Historically, REITs have outperformed both private real estate and broad equity markets when central banks pause rate hikes (Figure 1). While REITs have outperformed private real estate since the Fed paused rate hikes in July 2023, they have come up short against broad equities (Figure 2). We think sticky inflation which has heightened the uncertainty around future central bank action, is part of the reason for this.
Is the historical trend starting to unfold? We think it could be.
July could be the first real glimpse into a return to normal for REIT relative performance.

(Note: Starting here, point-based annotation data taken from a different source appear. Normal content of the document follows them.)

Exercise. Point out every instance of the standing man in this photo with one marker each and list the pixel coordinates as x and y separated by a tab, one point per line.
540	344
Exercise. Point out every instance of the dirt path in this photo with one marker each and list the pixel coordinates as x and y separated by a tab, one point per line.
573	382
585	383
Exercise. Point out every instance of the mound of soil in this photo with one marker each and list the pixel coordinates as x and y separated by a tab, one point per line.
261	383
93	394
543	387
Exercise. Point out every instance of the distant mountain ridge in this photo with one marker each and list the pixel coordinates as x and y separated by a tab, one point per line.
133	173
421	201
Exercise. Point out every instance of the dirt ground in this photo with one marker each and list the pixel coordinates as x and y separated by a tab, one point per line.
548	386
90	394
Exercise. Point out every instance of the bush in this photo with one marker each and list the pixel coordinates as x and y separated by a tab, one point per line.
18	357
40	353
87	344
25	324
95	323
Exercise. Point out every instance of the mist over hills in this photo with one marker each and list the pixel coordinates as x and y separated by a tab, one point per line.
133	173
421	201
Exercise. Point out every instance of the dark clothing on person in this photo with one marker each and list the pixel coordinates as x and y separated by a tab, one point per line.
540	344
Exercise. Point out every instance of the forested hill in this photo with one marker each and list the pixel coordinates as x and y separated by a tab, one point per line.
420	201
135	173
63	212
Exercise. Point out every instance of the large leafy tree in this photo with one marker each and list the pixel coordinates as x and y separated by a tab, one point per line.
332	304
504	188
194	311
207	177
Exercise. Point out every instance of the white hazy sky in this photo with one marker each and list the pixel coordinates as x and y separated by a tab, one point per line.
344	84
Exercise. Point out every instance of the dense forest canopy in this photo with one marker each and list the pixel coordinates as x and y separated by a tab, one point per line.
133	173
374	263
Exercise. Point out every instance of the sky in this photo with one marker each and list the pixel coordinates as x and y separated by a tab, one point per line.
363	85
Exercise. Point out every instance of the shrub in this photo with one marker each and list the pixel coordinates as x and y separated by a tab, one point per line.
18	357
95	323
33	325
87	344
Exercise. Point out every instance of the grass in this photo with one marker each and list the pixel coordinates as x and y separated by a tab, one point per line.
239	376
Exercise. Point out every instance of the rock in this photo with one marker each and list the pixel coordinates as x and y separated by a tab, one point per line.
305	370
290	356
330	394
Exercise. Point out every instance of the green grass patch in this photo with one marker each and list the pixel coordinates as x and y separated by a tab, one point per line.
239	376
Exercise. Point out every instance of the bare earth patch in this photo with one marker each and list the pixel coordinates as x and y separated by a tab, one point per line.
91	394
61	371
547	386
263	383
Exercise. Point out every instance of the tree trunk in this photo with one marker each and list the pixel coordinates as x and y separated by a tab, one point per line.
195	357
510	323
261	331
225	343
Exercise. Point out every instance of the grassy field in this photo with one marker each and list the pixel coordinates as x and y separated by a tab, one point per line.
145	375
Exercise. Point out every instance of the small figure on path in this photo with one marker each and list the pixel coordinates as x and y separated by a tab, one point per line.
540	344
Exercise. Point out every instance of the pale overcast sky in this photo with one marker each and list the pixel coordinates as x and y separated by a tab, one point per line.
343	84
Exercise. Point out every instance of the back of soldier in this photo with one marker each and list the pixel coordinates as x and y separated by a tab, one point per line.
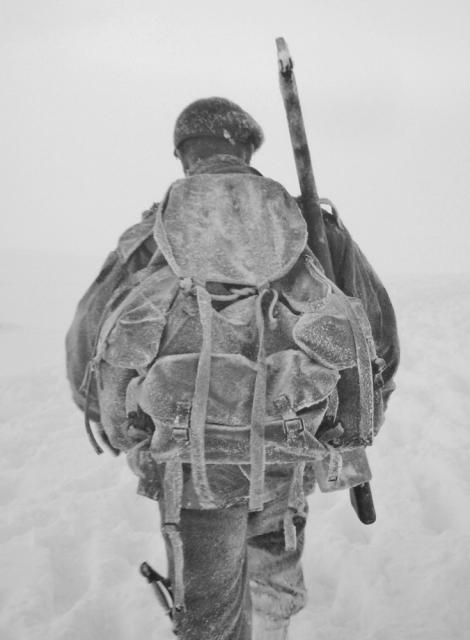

In July, waning inflation and compressing real rates favored listed global real estate. In the broader market, we saw a notable shift in leadership from growth stocks to value-oriented and capital-intensive sectors and listed global real estate (Figure 2). This is a sharp contrast to the prior 12 months, when REITs significantly underperformed the broader market.
Source: Federal Reserve Board; Nareit; NCREIF; FactSet. Data as of 2023:Q4. Past performance is not indicative of future results. Note: There have been 5 monetary tightening cycles since 1990. Analysis includes the first 4 cycles. The latest cycle was excluded due to the lack of data on 4 quarter results.
Admittedly, we saw a similar performance run in the fourth quarter of 2023, when REITs outperformed on expectations of rate cuts in 2024. The market clearly got ahead of itself, but we believe this run is different. 2024 has provided evidence that a Fed rate cut is on the horizon. First, other central banks are cutting, which puts pressure on the Fed. But most importantly, July’s CPI report of a 12-month inflation rate of 2.9%, the lowest level since March 2021, puts inflation closer than ever to the Fed’s long-run inflation target.
Source: D&P, Bloomberg Finance L.P. U.S. REITs represented by the FTSE NAREIT Equity REITs Index, U.S. Equities represented by the S&P 500 Index, Global REITs represented by the FTSE EPRA NAREIT Developed Index (net), Global Equities represented by MSCI ACWI Total Return (USD) Index, Global Growth - Equities represented by MSCI World Growth Net Total Return (USD) Index, Global Value - Equities represented by MSCI World Growth Net Total Return (USD) Index, Global Technology - Equities represented by MSCI ACWI Information Technology Index. Past performance not indicative of future results.
What does this mean for REITs?
Historically, as shown in Figure 1, REITs have returned 20.9% in the 12 months after a Fed tightening cycle, outperforming both private real estate and equities. With rate cuts on the horizon, this bodes well for REIT performance. While we still expect a few bumps in the road, we expect REITs to outperform. The follow-up question could be, is there more ground to make up this time around?
This material has been prepared using sources of information generally believed to be reliable; however, its accuracy is not guaranteed. Opinions represented are subject to change and should not be considered investment advice or an offer of securities. Forward-looking statements are necessarily speculative in nature. It can be expected that some or all of the assumptions or beliefs underlying the forward-looking statements will not materialize or will vary significantly from actual results or outcomes. An increase in interest rates can cause markets to decline and certain companies and sectors may be adversely impacted. Different periods in time and longer periods may produce results that vary. Indices are not available for direct investment and do not reflect the deduction of any fees. Duff & Phelps Investment Management Co. services are not available in all jurisdictions and this material does not constitute a solicitation or offer to any person or entity in any jurisdiction or country where such distribution or use would be contrary to law or regulation. Past performance is not indicative of future results.